PowerReviews
- Type: Subsidiary
- Industry: Marketing technology
- Founded: 2005
- Headquarters: Chicago, Illinois, USA
- Area served: Worldwide
- Products: Ratings and reviews software
- Parent: Syndigo (via 1WorldSync)
- Website: www.powerreviews.com

= PowerReviews =

American consumer reviews software company

PowerReviews is a business software development company based in Chicago, Illinois. It provides software to brands and retailers that allow them to collect, display and analyze different forms of user-generated content (UGC) on their e-commerce websites.

The company's software allows product ratings and reviews, answering customer questions, product sampling, images, videos, and social content, and analytics tools to examine the impact of user-generated content and to benchmark product performance.

PowerReviews is headquartered in Chicago with an office in London. The London office services Europe, the Middle East and Africa.

==History==
===Founding and sale to Bazaarvoice===
PowerReviews was founded in Chicago in 2005. By 2012 it had acquired $37 million in funding from among others from Menlo Ventures, Draper Richards, Lehman Brothers, Tenaya Capital, and Four Rivers Group.

Bazaarvoice, a competitor, bought PowerReviews in 2012. The transaction was announced on 24 May 2012 at a reported value of about $151 million and closed on 12 June 2012. In the complaint it later filed to challenge the deal, the United States Department of Justice put the total consideration, including both cash and non-cash components, at approximately $168.2 million. Because the deal fell below the reporting thresholds of the Hart–Scott–Rodino Antitrust Improvements Act, it was not notified to the antitrust agencies in advance, and the Department of Justice opened its investigation only after the acquisition had closed.
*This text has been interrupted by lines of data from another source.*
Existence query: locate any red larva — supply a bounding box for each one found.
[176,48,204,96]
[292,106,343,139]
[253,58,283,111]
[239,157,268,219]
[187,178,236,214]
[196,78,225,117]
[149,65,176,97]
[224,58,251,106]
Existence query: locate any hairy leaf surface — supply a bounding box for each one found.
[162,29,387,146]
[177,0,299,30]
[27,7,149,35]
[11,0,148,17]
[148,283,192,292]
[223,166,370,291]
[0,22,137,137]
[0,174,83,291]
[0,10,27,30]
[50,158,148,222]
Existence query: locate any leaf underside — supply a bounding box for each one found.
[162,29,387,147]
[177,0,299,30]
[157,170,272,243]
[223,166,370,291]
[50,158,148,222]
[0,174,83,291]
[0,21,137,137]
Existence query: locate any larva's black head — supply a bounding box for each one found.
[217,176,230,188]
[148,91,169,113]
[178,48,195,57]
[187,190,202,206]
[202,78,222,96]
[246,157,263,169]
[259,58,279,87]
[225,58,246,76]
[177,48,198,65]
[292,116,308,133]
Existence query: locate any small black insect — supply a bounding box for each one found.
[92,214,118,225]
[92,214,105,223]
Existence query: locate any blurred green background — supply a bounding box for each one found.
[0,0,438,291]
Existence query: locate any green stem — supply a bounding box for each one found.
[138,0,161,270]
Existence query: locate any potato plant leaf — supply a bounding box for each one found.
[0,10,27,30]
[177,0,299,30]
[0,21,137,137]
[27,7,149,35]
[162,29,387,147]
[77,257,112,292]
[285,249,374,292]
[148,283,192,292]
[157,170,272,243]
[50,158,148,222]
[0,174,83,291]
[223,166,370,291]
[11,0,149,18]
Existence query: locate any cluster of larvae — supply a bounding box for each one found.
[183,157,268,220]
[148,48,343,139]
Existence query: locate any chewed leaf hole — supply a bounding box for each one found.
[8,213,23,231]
The acquisition was opposed by the United States Department of Justice for antitrust concerns, focused on the ratings and review industry's relatively small marketplace and the potential importance to adjacent industries.

In 2014, consumer reviews company Viewpoints purchased PowerReviews from Bazaarvoice. The two companies combined under the PowerReviews name.

PowerReviews subsequently acquired BzzAgent from Dunnhumby in July 2018 and Stella Pulse from StellaService in July 2019.

In August 2023, PowerReviews was purchased again, this time by 1WorldSync, a product content management technology company.